Estilo Nacional – expressão sugerida, pela primeira vez, por Germain Bazin e Robert Smith para classificar retábulos em talha dourada que assumiam características formais semelhantes: recurso a colunas torsas emparelhadas, prolongadas em arquivoltas concêntricas, que envolvem a tribuna e o trono eucarístico. Um esquema que, à luz daqueles autores, lembra a organização dos portais românicos. A decoração consiste sobretudo na intensa aplicação de folhagem de acantos, folhas de parreira, meninos e aves a espreitarem por entre cachos de uvas, e também alguns querubins, numa lógica iconográfica que remete para o campo da prática litúrgica da Eucaristia. 

Estria – sulco linear de secção arredondada, em meia cana, aberto verticalmente no fuste de uma coluna, pilar ou pilastra.

Ex-voto – representação pictórica ou escultórica que se coloca num templo, em cumprimento de um voto.

Extradorso – face ou superfície exterior de um arco ou abóbada.

Fitomórfico – ornato ou motivo decorativo em forma vegetal.

Fresco – pintura de parede na qual são utilizados pigmentos dissolvidos em água. Aplicam-se sobre o reboco ainda fresco, impregnando-se assim na parede.

Fresta – abertura estreita e alta numa parede para facultar a entrada de luz natural no interior do edifício.

Friso – na arquitectura refere-se à parte constituinte do entablamento, entre a arquitrave e a cornija. Faixa horizontal decorativa, podendo apresentar o interior esculpido ou pintado.

Frontal de Altar – face principal e dianteira de uma mesa de altar.

Frontão – remate ou coroamento de uma estrutura arquitectónica ou decorativa, porta, janela ou nicho. Pode assumir diferentes formas; tem a sua raiz na arquitectura clássica.

Fuste – peça vertical de uma coluna, geralmente circular ou poligonal, entre a base e o capitel.

Galilé – corpo avançado, em relação à fachada principal ou às fachadas laterais de um edifício, que o antecede em jeito de galeria. Normalmente está apoiado em elementos de sustentação arquitectónica, como colunas ou pilares, embora possa constituir um espaço fechado ao qual se acede por um portal.

Gárgula – goteira saliente em forma de animal fantástico que possui um orifício pelo qual são escoadas as águas pluviais, a certa distância da parede, para protecção do edifício.
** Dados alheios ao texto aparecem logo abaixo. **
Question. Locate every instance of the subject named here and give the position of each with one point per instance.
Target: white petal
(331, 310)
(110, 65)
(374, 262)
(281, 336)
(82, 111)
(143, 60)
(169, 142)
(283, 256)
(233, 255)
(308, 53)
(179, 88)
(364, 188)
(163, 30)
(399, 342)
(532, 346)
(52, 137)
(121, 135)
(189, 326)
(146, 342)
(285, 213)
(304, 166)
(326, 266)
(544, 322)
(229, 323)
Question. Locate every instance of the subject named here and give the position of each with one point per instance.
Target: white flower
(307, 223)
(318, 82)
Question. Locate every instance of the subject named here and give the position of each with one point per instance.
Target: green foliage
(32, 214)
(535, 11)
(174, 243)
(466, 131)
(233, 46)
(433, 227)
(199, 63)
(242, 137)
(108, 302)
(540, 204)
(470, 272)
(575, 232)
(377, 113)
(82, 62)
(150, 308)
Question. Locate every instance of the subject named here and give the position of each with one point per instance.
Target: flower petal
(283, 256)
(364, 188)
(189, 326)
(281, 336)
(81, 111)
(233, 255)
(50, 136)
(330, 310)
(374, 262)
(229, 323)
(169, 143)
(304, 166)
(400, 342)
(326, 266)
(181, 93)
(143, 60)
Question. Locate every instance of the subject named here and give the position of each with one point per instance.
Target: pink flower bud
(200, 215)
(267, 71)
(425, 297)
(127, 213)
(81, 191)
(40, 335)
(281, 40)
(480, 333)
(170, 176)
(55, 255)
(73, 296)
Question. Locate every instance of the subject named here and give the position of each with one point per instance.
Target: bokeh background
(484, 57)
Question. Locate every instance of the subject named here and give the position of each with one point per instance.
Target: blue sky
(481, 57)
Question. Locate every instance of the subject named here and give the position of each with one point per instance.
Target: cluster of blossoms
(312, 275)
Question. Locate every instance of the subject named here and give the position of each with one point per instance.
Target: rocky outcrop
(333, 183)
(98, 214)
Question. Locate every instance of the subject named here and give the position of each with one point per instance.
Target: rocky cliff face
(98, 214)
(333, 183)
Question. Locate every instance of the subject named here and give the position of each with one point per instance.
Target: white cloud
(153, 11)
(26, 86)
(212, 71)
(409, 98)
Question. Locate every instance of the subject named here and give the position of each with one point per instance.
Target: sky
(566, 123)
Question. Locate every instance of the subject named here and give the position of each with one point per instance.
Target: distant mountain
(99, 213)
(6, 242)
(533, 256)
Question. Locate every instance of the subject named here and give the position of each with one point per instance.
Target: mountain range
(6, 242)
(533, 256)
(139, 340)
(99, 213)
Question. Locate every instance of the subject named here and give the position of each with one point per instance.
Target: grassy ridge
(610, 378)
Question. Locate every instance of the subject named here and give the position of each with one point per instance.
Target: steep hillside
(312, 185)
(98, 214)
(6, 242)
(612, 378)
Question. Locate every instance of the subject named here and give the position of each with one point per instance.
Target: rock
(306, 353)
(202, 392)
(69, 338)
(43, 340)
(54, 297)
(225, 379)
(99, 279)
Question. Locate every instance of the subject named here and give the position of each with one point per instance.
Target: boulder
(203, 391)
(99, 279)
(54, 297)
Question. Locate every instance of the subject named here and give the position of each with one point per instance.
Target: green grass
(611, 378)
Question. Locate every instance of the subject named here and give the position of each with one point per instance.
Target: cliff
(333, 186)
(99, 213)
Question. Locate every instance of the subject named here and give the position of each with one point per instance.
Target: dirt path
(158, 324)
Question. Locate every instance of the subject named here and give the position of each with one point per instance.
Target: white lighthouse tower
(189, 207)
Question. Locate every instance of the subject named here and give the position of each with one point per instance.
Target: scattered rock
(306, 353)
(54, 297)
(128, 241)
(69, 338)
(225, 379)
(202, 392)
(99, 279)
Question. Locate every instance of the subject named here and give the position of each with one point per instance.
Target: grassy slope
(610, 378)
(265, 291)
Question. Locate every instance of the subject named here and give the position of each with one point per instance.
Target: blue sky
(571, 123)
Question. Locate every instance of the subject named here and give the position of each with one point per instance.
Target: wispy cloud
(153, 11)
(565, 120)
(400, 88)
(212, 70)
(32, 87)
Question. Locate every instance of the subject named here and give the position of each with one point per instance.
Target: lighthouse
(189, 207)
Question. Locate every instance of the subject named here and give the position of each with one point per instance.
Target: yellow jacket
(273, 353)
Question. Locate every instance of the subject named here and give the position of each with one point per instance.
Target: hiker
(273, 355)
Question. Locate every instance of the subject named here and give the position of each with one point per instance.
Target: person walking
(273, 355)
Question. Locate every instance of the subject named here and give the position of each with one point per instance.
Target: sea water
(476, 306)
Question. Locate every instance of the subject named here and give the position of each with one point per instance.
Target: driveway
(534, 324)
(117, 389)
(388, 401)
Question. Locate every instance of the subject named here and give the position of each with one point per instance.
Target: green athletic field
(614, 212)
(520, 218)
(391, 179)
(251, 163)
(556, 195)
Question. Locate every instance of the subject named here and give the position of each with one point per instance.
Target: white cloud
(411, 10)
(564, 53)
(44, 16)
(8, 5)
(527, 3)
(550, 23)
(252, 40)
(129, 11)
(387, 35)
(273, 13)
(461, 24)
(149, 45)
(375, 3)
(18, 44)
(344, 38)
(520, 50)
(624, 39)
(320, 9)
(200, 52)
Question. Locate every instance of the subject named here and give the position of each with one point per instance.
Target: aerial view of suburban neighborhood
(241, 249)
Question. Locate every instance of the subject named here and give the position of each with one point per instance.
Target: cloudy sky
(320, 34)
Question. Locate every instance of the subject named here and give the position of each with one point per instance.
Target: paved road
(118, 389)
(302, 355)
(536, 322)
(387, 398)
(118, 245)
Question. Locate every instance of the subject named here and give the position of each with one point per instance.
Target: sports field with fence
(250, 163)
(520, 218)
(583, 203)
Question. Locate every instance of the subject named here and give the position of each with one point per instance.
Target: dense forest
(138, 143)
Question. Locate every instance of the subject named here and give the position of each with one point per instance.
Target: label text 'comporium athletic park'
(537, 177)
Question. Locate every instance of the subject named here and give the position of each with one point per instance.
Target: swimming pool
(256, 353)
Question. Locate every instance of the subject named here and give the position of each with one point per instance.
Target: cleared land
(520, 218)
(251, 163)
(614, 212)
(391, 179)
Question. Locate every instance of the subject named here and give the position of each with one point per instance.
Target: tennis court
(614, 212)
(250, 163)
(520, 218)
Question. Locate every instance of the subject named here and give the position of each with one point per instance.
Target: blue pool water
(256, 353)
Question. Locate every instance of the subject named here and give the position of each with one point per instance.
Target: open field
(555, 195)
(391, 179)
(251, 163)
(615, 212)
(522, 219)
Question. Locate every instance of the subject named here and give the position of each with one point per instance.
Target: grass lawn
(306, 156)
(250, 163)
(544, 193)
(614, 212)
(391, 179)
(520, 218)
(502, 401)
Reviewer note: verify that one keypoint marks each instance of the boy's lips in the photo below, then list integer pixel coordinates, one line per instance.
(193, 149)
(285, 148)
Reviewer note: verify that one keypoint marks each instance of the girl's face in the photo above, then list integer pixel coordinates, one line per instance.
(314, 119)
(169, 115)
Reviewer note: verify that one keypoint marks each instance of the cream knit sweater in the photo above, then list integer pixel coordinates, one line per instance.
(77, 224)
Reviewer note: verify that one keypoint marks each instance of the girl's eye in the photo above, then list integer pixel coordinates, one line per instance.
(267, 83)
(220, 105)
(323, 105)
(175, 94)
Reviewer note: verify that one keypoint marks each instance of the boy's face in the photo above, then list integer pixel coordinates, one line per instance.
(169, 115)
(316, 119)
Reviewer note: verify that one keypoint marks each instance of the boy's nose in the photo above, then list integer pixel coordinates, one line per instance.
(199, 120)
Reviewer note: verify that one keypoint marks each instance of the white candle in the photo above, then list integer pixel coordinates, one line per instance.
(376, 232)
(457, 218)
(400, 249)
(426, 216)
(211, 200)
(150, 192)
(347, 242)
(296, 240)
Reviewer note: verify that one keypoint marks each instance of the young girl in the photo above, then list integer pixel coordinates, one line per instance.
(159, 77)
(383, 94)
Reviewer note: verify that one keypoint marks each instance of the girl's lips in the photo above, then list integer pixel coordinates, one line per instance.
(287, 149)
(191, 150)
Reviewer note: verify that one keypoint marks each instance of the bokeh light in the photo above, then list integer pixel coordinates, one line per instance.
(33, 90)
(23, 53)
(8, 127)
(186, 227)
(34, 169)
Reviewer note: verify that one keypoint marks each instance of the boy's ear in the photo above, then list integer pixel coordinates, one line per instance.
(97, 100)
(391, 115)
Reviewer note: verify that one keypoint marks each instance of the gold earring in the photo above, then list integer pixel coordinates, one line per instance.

Guarda – grade, balaustrada, painel de madeira, chapa ou pedra para protecção de escadas, balcões, janelas, contra quedas.

Guarnição – limite decorativo de uma composição. Em azulejaria diz respeito à delimitação de painéis por fiadas simples, fiadas duplas ou fiadas compósitas de unidades azulejares.

Iconografia – disciplina dedicada ao estudo sistemático das representações imagéticas que ilustram um tema artístico específico.

Igreja – edifício cristão onde se reúnem os fiéis para assistir à celebração do culto. A igreja diferencia-se da capela por ser mais vasta e do oratório por servir ao culto público. Existem três graus principais na hierarquia das igrejas: Igreja Catedral, Igreja Primacial e Igreja Colegial. No patamar mais baixo da hierarquia temos a igreja paroquial. As igrejas abaciais, que pertencem às abadias, estão inseridas numa categoria à parte. 

Imposta – elemento de pedra saliente que separa o arco, abóbada ou capitel, apresentando-se frequentemente decorada.

Inscrição – conjunto de caracteres gravados em diversos suportes, nomeadamente na pedra, que indicam o destino de um monumento, recordam um facto ou uma data. 

Intradorso – face ou superfície interior de um arco ou abóbada.

Jacente (escultura) – escultura representando o tumulado, que ornamenta a tampa de uma arca tumular. 

Janela de Sacada – vão aberto até ao nível do pavimento, de duas folhas, normalmente apresentando uma varanda no exterior.

Lacrimal – moldura que corre ao longo do alçado para impedir que a água da chuva escorra pela fachada do edifício.

Lado da Epístola – expressão utilizada para designar o lado (nave, absidíolo) direito de um templo, quando observado da entrada principal.

Lado do Evangelho – expressão utilizada para indicar o lado (nave, absidíolo) esquerdo de um templo, quando observado da entrada principal.

Lambrim – revestimento cerâmico, de madeira, de pedra ou de estuque aplicado em paredes interiores a uma determinada altura. 

Lanternim – pequena construção cilíndrica ou prismática, em forma de pequena torre, vazada lateralmente, que remata um zimbório, para iluminação do espaço interior.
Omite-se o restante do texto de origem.